Yes, I can be an introvert and still have friends.
Walking through the hallways of high school with tons of friends on my side, I would notice people walking alone. My instant thought was, "they don't have any friends?", and now, that person walking through the hallways alone is me.
It's interesting to think that the person who you see walking alone in the hallways is happier than you are; someone who surrounds themselves with so many people. I would think, "wow, they must be lonely", in reality, I was the one who was truly lonely, yet surrounded by so many. How could this be?

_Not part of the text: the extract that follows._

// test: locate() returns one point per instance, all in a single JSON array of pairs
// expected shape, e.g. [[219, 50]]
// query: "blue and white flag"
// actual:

All throughout high school, I was the social butterfly. I liked being social, going out to social gatherings at school and outside of school. But, I was also a social butterfly to fulfill my anxiety. The constant fear of being disliked and wanting to be accepted by everyone. I was what they call a people pleaser. I wanted to be accepted by those around me, and I barely thought of myself. All I wanted was to fit in.
I didn't know who I was and suffered with pretty severe anxiety. I felt like I was always an extrovert on the outside and an introvert on the inside. I had various extrovert characteristics, I liked having friends and I hated being alone, especially in high school.
As I would surround myself with large groups of friends, I would still feel alone at the end of the day, and this is what I struggled with the most. How could I still feel so alone with so many people around me? I used people to fulfill myself, I quickly realized how toxic that was for my mental health.
I have never been comfortable with being alone. I have always purposely surrounded myself with people even when I knew they were never good for me, just so I wouldn't have to be alone. I would keep people in my life even if they were talking bad about me, or weren't in my life for the right reasons.
Every time I felt like someone didn't like me, or I was conflicting with a friend, I would get an increase of anxiety. I would change things about me to fit in, do things that I usually wouldn't do; or should I say things I didn't want to do.
If someone wanted to go out, I would just go to fit in. I never wanted to miss out on anything, so I went to social gatherings just to go. I wanted to make sure people weren't talking about me. That was one of my biggest insecurities I had to get over. Not that I had just fake people around me, but they were definitely there lingering in my presence throughout my high school experience.
As I enter my second semester of college, I am realizing how I have converted by extroverted self into an introvert, and that’s ok. People change as they grow older. Not that I want to sit in my room alone all the time, but I now cherish that alone time. I told myself I didn't need a big group of friends to feel fulfilled.
I can happily say I prefer a small group of friends in college. I have diminished my fear of missing out, or people talking about me due to the fact that I am happy doing my own thing and growing slowly on my own. I have quickly realized being in college that it is me against the world.
I never wanted to consider myself an introvert because some people associate it with loneliness, or having no friends, but that isn’t the case. An introvert is someone who is accepting of themselves to the point where sometimes you want to say no to plans or take some you time, and that is okay.
I am okay with being in my room finishing paper's on a Saturday night when people are out partying. I am okay with spending my time studying and being productive. It’s not that I have social anxiety, it's the fact that I am trying to better myself and tell myself I don't need to surround myself with a ton of friends to be happy.
When I say I have transformed to an introvert, I still have extroverted habits. I love talking to people, and I am comfortable doing so. Although, sometimes I prefer to be alone, and not go out all of the time. I am happy in the comfort of books and within myself. Yes, I say no to plans sometimes because I want to relax. Sometimes you need alone time and alone time is significant for the process of growth.
I no longer keep toxic people in my life just to simply say I have people in my life. To show I am someone I am not. That is not me anymore, and this is me saying goodbye to the person I once was. Someone who dealt with fake friends, gossip, and crappy relationships.
I am on a journey of self-love, consisting of me growing myself to have the ability to be comfortable with my solitude. It isn't always easy, but I know it will be worth it in the end.